Documento encaminhado pelos advogados ao STF na última segunda-feira 22 apresentava a seguinte declaração de Dallagnol, feita no grupo de Telegram dos membros da força-tarefa de Curitiba: “Como expõe a Erika: ela entendeu que era pedido nosso e lavrou termo de depoimento como se tivesse ouvido o cara, com escrivão e tudo, quando não ouviu nada… Dá no mínimo uma falsidade… DPFS são facilmente expostos a problemas administrativos.”

Ao reforçar, nesta quarta, o envio de dados ao STF, os advogados de Lula alegam que houve nos últimos dias uma tentativa de colocar em dúvida o material. Por isso, argumentam, solicitaram ao perito Claudio Wagner uma análise de outras conversas, a fim de reunir mais mensagens que comprovem os indícios e os contextualizem.

Com o novo material, a defesa de Lula afirma também que se evidencia o papel do então juiz Sergio Moro, que “tomou conhecimento dos questionamentos do delator sobre o ‘depoimento’ supostamente ocorrido na Polícia Federal.”

Os advogados ainda garantem que “o novo material coletado reforça que a ‘lava jato’ transformava em depoimentos perante autoridades textos que eram produzidos unilateralmente por alguns advogados que participavam de processos de delação premiada, sem qualquer leitura ou conferência.”

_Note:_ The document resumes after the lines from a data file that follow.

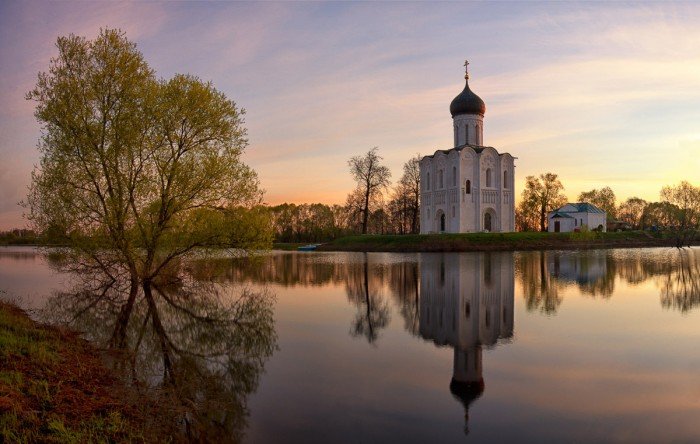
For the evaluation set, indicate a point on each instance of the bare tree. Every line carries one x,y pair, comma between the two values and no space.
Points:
372,180
631,211
540,196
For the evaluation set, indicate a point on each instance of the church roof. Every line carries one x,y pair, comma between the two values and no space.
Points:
477,149
467,102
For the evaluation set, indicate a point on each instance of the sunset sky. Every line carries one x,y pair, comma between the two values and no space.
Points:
601,94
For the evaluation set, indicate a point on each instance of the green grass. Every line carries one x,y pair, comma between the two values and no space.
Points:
54,388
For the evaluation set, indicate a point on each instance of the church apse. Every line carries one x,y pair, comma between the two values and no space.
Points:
467,303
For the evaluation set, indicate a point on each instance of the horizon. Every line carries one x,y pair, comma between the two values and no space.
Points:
602,95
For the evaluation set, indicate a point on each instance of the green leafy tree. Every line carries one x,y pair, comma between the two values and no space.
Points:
686,219
540,196
603,198
137,170
631,211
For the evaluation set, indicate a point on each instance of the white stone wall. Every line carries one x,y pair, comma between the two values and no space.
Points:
444,177
468,129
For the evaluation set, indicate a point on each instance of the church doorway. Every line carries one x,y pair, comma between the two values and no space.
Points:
490,224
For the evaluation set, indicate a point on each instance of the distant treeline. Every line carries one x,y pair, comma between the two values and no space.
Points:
318,222
19,236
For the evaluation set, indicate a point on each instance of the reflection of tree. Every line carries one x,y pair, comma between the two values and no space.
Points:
202,345
372,310
404,285
593,272
680,289
540,290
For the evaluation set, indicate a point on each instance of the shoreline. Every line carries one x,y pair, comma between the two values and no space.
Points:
55,387
484,242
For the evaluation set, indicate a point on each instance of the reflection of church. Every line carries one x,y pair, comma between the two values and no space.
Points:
467,302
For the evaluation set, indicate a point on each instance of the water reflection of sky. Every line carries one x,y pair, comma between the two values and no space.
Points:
579,346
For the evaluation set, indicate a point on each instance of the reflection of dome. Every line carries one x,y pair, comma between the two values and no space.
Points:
467,103
466,393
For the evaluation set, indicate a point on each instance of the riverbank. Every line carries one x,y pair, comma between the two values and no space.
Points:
497,242
54,387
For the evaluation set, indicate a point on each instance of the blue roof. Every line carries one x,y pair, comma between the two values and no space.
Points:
581,207
562,215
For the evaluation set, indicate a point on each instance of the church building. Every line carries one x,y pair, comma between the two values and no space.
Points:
471,187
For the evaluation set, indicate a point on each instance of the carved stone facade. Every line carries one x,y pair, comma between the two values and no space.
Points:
471,187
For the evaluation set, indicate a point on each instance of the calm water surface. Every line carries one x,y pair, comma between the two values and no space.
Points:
592,346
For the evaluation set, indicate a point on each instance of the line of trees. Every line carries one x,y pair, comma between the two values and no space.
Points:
678,208
373,206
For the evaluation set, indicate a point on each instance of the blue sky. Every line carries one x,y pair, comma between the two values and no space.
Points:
601,94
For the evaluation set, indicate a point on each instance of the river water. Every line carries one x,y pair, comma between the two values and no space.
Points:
545,346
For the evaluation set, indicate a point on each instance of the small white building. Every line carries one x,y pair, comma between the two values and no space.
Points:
573,216
471,187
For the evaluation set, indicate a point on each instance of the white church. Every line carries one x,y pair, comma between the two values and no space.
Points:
471,187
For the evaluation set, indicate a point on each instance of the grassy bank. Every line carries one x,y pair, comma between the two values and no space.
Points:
55,388
496,241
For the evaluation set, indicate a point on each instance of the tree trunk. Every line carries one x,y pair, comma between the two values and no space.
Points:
118,339
365,212
168,370
542,217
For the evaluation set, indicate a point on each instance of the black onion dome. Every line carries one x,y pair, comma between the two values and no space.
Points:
467,103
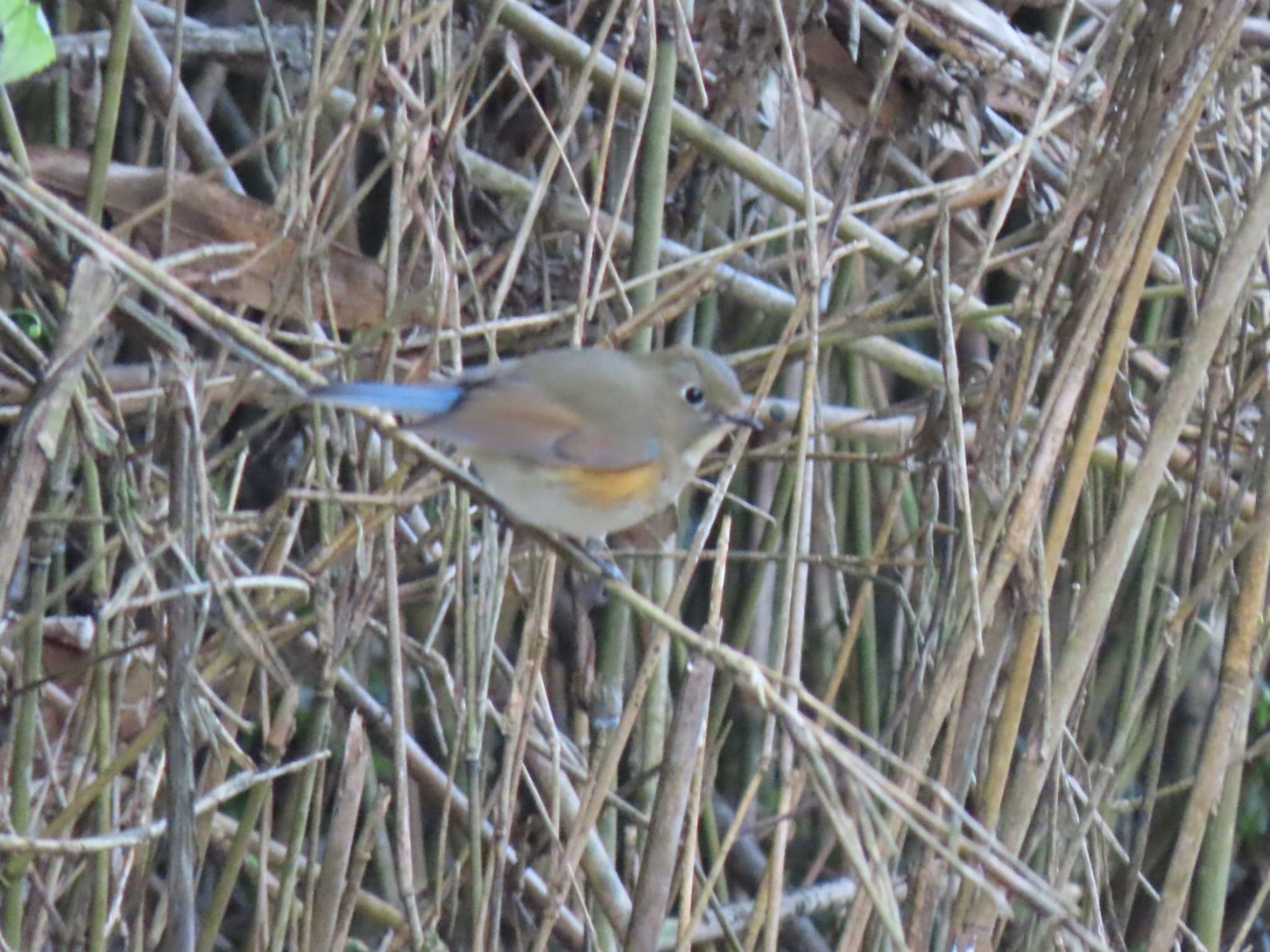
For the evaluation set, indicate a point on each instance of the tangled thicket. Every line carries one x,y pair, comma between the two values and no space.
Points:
961,651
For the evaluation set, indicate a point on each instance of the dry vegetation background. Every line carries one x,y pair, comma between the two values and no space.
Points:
962,651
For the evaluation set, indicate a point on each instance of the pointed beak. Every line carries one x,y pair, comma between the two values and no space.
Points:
744,419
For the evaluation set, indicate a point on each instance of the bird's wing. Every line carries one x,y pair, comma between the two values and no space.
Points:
518,419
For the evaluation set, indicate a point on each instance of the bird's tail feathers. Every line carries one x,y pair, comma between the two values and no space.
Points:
407,400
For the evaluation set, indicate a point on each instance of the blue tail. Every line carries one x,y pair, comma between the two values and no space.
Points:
406,399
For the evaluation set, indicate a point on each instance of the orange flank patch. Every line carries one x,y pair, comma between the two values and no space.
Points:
613,487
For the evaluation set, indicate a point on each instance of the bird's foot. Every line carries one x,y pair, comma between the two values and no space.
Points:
597,550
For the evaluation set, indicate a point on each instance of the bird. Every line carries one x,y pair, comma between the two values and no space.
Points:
580,442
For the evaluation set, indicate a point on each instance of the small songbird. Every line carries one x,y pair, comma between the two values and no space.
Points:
580,442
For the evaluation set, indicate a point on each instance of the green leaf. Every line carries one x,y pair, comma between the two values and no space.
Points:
30,324
25,41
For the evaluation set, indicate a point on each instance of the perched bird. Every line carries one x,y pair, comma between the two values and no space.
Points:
580,442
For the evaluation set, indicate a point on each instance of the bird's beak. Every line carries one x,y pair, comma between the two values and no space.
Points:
742,419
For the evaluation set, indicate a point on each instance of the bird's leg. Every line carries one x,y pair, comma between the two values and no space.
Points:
597,549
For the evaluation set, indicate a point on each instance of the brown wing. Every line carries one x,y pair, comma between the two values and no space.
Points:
516,418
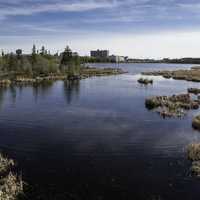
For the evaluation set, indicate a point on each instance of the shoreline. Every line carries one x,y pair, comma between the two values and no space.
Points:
86,72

Um dos novos diálogos apresentados pela defesa de Lula nesta quarta data de 22 de janeiro de 2016. Um dos procuradores escreveu no grupo: “Aqui não temos mídias e os termos não mencionam gravação. Foram tomados pela Erika. Lembram se foram gravados?”.

Pouco depois, Erika respondeu: Galvão, ao que me lembre vocês negociaram o acordo com o Moura em um dia e combinaram de no outro o advogado trazer os termos prontos. No dia seguinte os advogados vieram na SR com tudo pronto, segundo eles de acordo com o q tinham combinado com vocês, era um período em q só estava eu na SR por parte da LJ, então eles usaram meu nome no cabeçalho, mas não tomei e não participei de nenhum termo. Se ele está se desdizendo, infelizmente não haverá gravações ….”.

No dia 25 de janeiro, o assunto ainda era a oitiva do lobista Fernando Moura, que disse a Moro que não reconhecia parte de seu depoimento. “Assinei isso? Devem ter preenchido um pouquinho mais do que eu tinha falado”, afirmou.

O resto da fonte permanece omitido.